Cursor IDE: A Developer's Double-Edged Sword

Alright, let’s talk about Cursor IDE. If you’re a developer, you’ve probably heard of it. My journey with it? Well, it’s been a bit of a rollercoaster, a classic love-hate story.

The Early Days: VS Code & Copilot

I started my AI-assisted coding journey with Visual Studio Code and GitHub Copilot. My school hooked me up with a free license through their GitHub Pro program, which was sweet. Copilot was neat, definitely a step up from just having ChatGPT open in another window, but let’s be honest, it still felt a bit… basic. It was helpful, but not a game-changer.

Then I heard about Cursor. My first thought? “This sounds like malware.” Seriously, it seemed too good to be true. So, like any cautious (or paranoid) dev, I downloaded it and immediately threw it at VirusTotal. And what do you know? It flagged it. Alarm bells ringing, I scrubbed it from my PC.

Let’s Try Again

Despite the initial scare, the idea of Cursor stuck with me. When a few colleagues started raving about it, I figured, “What the hell, let’s give it another shot.” Downloaded it again, ran it through VirusTotal this time, all clear. Weird, right?

I jumped in, started tinkering, and within twenty minutes, I was hooked. The difference was night and day. I ditched VS Code for Cursor faster than you can say “syntax error.” It just clicked.

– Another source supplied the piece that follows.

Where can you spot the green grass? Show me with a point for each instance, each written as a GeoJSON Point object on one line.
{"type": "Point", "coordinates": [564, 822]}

The Inevitable Twist: The Paywall

A few blissful weeks of hyper-productivity went by, and then BAM! I hit the paywall. Suddenly, this amazing tool that had supercharged my workflow was holding its best features hostage. I was stuck: cough up around 20 bucks a month or go back to feeling like I was coding with one hand tied behind my back. That’s a 60% efficiency hit, by my rough estimate.

So, Here We Are…

Fast forward to today. It’s my second month as a paying Cursor user. New AI-powered IDEs are popping up like mushrooms after a rainstorm. Windsurf, Aider, whatever else but I’m still with Cursor. Even over the familiar VS Code + Copilot combo.

Why? Honestly, I couldn’t give you a single, crystal-clear reason. It’s complicated.

The Elephant in the Room: The Cursor People

Here’s the kicker: I don’t particularly like the folks behind Cursor. Call me cynical, but they give off major “Mr. Krabs scrounging for pennies” vibes. It feels like they’re trying to squeeze every last cent out of their users. My experiences?

  • Blocking competing extensions: They block other AI assistants like GitHub Copilot. I mean, come on, Cursor is essentially a VS Code wrapper! Let us use our tools.

  • Restricting custom models: Want to use your own models? Good luck. I pulled Gemma3 from Ollama, and getting it to play nice with Cursor was a mission involving at least four workarounds. Why make it so difficult?

  • Questionable paywalls: They’ve got these tiered features that feel like a blatant cash grab. Take their Claude models: Claude 3.7-Sonnet and Claude 3.7-Sonnet Max. What they dont tell you? they’re identical, except one lets you send a larger context (200k params) but charges you $0.05 per request AND per tool call. Imagine you’re debugging a complex project or scaffolding a new one. Cursor makes 20 file edits (totally realistic). Whoops, there goes a dollar. Good luck debugging your code if every “what’s wrong?” costs you a buck.

The Silver Lining: Gemini Pro

Despite all that, there’s one thing that keeps me tethered: gemini-2.5-pro-exp-03-25. This model just works. It thinks, it’s fast, and it consistently surprises me with insights and approaches I wouldn’t have considered. It’s a genuine productivity multiplier.

The Verdict? It’s Complicated.

So, yeah. I like Cursor, the tool. I’m not a fan of the company’s practices. It’s a constant internal debate. I’ve got my eye on alternatives like VOID IDE, but for now, Cursor, with all its flaws, is where I’m at. I can understand why the devs are doing what they are doing. They are trying to make a living.

Don't hate the player, hate the game.

I’m not sure if I’ll stay with Cursor in the long run. I’m still exploring other options. But for now, it’s a good fit. Oh, and Trae? Looks cool, but the TikTok data collection concerns and its limitations are a little bit too much for me right now.

At the end of the day, if it works for you, it works. And for now, Cursor (mostly) works for me.